Another phrase that often circulates in ADHD circles is: "People with ADHD have two chances to respond, either now or never."

That, too, feels uncomfortably accurate. 

In professional settings, colleagues often tell me how efficient I am. They ask for something, and I send it back almost immediately. 

While this looks like efficiency, what it actually reflects is the hard-earned knowledge that if I don’t do it immediately, it may never get done. Not because it’s unimportant, but because it will slip from my awareness.

Structured time

A further side of ADHD that receives far less attention is what happens when structure disappears during downtime, weekends, or holidays. 

These are periods that most others experience as rest, but for me can be really difficult. Without the scaffolding of tasks and deadlines, my mood drops. Unstructured time generates agitation rather than relaxation.

I don’t resist rest — in fact, I envy those who enjoy it, but relaxation requires an internal regulation that my ADHD complicates, and so when I am left without direction, my mind scatters and ruminates. 

So, for me, rest needs to be intentional, like watching a TV series or playing my guitar. 

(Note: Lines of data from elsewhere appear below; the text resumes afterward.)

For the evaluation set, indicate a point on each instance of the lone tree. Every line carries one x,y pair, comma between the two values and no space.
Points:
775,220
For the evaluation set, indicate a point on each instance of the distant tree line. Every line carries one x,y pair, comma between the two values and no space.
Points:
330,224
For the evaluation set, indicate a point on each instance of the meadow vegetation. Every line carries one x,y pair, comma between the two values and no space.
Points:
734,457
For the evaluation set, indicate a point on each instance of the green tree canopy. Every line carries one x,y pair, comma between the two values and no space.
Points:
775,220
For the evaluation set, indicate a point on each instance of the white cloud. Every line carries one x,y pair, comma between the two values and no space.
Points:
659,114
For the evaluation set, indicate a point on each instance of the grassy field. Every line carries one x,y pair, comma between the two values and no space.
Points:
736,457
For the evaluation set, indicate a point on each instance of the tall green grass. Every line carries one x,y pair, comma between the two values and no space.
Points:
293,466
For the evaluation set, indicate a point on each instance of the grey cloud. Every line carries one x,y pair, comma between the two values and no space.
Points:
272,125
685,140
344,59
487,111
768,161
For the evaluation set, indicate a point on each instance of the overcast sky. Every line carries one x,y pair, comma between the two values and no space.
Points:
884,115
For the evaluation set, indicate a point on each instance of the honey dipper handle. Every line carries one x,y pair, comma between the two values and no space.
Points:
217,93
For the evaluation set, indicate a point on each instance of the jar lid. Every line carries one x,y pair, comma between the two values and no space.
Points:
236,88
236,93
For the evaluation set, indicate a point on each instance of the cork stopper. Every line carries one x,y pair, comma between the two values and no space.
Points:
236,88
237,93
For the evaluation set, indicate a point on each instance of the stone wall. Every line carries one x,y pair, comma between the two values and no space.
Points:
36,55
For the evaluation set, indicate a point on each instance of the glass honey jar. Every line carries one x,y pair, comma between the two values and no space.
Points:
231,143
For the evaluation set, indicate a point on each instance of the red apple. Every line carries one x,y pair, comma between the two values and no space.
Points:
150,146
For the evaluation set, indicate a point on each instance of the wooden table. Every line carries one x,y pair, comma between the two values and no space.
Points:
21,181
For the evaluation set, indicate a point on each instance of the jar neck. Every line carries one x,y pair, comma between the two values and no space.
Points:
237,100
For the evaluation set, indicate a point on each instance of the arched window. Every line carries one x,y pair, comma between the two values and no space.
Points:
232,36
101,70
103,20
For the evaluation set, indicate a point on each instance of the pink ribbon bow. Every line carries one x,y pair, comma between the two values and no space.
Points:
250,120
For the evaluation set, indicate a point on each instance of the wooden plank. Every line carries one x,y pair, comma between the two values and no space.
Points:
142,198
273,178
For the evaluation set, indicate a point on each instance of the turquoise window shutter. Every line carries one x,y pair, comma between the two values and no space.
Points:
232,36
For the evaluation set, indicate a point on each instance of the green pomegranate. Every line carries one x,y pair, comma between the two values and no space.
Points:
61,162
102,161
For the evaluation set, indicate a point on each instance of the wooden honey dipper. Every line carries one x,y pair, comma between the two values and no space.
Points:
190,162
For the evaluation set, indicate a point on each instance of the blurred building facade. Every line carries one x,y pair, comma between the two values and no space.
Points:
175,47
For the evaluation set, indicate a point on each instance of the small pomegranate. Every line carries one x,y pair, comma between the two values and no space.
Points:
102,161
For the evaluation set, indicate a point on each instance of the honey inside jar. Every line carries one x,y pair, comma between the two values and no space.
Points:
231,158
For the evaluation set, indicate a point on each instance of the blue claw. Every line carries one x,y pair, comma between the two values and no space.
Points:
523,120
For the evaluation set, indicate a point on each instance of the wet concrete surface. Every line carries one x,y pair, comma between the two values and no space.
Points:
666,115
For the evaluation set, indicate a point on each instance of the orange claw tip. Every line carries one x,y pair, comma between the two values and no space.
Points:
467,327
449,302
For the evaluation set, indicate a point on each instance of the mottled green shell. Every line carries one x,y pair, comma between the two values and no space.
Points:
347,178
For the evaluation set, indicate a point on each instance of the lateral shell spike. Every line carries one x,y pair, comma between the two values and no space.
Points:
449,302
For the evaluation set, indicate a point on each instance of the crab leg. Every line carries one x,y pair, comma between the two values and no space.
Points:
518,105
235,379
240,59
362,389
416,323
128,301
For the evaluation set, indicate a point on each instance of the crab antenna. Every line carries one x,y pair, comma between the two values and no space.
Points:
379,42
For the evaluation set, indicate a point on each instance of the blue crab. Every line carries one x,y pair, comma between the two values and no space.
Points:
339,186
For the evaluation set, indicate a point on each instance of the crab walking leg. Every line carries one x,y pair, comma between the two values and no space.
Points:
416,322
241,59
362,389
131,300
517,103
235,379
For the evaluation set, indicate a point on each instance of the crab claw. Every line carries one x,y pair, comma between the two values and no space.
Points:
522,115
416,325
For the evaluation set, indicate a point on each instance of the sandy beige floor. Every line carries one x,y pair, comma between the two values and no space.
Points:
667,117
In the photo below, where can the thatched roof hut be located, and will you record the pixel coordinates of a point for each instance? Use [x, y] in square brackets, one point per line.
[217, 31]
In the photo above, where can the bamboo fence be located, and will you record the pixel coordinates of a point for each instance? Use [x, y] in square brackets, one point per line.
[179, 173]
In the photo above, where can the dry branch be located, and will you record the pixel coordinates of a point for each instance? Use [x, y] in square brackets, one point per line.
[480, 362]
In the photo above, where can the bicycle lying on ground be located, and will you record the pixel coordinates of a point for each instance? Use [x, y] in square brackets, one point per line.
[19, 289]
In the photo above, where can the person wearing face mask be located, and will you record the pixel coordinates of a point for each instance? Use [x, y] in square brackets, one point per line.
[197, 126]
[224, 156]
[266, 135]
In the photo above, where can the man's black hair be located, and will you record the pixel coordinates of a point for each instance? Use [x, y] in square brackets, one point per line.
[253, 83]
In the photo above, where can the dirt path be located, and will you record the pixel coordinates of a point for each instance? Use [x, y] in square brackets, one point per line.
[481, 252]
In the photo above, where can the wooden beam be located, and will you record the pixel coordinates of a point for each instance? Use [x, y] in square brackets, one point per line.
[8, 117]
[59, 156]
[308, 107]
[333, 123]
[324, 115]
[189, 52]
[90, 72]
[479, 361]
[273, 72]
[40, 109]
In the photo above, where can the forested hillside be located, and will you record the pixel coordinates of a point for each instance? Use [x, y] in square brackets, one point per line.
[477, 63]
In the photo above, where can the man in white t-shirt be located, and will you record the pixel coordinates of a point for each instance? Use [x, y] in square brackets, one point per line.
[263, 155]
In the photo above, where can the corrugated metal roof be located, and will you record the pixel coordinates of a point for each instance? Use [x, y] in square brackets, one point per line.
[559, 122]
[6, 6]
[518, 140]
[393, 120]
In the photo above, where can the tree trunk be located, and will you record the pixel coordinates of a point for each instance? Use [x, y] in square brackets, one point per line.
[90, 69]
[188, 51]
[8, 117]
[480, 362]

Structure is not a constraint but a support. An insight that did not come from theory, but from personal discovery.

In sharing that I have ADHD, I am not trying to ‘join the conversation’. This isn’t about advocacy, branding, or becoming a public face of anything. 

If anything, once this is written, I’d like to leave it there. My experience isn’t unique, nor is it especially instructive. Many people with ADHD face far greater challenges with fewer supports than I do.

I’ve been fortunate to have resources and support. During my psychoanalytic training, I spent over seven years in personal therapy, which deepened my emotional insight.

Today I lecture, provide therapy, and do some media work because that non-scripted, varied, relational work plays to my strengths.

Given the choice, I would choose life without ADHD; the personal cost to me and my relationships has been significant.

However, I have found that surrounding myself with patient, compassionate people is crucial to my wellbeing. And for today, at least, that feels like enough to say.